IMF sees slower European growth
Eastern European countries would be "especially vulnerable"
The International Monetary Fund said Monday that the global credit crisis and persistent gloom over the U.S. economy have dampened the outlook for European economic growth, according to AP.
"Europe has so far been relatively resilient to the U.S. slowdown and the global financial turbulence, but the historical record suggests these will increasingly take their toll," said Michael Deppler, director of the IMF`s European Department.
The IMF forecast that the fallout from the credit crisis would combine with the near-record strength of the euro and soaring food and energy prices to knock inflation-adjusted GDP growth across Europe to 2.6 percent this year from 3.9 percent last year "with growth rates in the advanced economies projected to fall well below potential for some time."
The IMF broke down its forecast in two categories. The first was advanced European economies, including the 15-nation euro zone, Denmark, Sweden and Britain.
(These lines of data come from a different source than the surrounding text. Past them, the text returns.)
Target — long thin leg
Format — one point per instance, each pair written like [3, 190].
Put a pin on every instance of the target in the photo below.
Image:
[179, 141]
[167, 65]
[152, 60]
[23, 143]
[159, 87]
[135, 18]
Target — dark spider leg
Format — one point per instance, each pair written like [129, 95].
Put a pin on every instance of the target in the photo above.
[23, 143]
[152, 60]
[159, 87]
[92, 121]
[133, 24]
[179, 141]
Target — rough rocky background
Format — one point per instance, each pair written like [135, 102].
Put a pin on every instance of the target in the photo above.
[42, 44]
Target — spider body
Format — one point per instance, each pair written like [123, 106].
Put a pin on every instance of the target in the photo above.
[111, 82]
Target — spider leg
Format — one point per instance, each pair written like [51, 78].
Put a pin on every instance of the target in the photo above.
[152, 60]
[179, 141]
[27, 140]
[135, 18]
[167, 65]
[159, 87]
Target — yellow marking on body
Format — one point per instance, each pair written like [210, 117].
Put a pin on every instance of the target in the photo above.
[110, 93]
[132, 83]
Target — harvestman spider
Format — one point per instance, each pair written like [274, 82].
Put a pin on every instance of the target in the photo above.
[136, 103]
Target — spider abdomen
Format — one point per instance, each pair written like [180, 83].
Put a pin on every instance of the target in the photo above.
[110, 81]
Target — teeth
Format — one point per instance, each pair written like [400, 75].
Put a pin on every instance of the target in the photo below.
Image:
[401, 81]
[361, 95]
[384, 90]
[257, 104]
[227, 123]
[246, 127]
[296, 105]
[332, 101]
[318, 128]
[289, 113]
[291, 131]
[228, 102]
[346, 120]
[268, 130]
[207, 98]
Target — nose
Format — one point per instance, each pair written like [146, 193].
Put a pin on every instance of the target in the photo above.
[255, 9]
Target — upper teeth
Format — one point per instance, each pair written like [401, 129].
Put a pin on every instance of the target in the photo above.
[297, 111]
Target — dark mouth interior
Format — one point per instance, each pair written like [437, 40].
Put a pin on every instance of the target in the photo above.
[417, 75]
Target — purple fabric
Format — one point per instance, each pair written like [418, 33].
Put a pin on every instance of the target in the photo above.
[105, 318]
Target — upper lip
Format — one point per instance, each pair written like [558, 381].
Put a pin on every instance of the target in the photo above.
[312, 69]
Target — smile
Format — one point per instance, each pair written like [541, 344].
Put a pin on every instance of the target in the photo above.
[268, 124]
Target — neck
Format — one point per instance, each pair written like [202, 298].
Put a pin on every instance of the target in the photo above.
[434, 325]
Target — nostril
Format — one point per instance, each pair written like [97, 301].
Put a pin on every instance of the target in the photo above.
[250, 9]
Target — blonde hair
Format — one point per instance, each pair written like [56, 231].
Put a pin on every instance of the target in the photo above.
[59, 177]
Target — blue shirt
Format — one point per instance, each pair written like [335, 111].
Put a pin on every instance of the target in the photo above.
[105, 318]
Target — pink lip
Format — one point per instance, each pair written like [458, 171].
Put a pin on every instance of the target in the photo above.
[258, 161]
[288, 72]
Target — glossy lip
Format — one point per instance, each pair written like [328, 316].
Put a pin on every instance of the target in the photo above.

The second was emerging European economies, including Russia, Croatia, Albania, Turkey and Ukraine, among others.
The agency said that the advanced European economies would see a decline in real growth to 1.5 percent this year from 2.8 percent in 2007. The emerging economies` GDP would drop to 5.5 percent from 6.9 percent in 2007.
In the euro zone, GDP is expected to be at 1.4 percent this year and 1.2 percent in 2009.
"The sharp rise in inflation, which has already dampened consumer confidence and spending in Europe, is a further source of weakness," Deppler said.
The IMF outlook, in an annual report, comes with inflation in the 15-nation euro zone — which is home to more than 317 million people and accounts for more than 15 percent of the world`s global domestic product — running at 3.6 percent, its highest level in 16 years.
The IMF cautioned that a "further appreciation of the euro" and the threat of the credit squeeze exploding into a full-blown crunch were issues, though the risks should not be exaggerated.
Among the most vulnerable countries are those that are seeing a cooling of once-hot real estate markets, particularly Britain and Spain.
"Risks are greater in countries that are going through a correction in housing prices, though this factor is mitigated in Europe by the limited reliance of households on borrowing against home equity collateral," the IMF said.
Also vulnerable are emerging economies — such as eastern European countries — with large current account deficits and high external debt because they would be "especially vulnerable to shifts in investor confidence."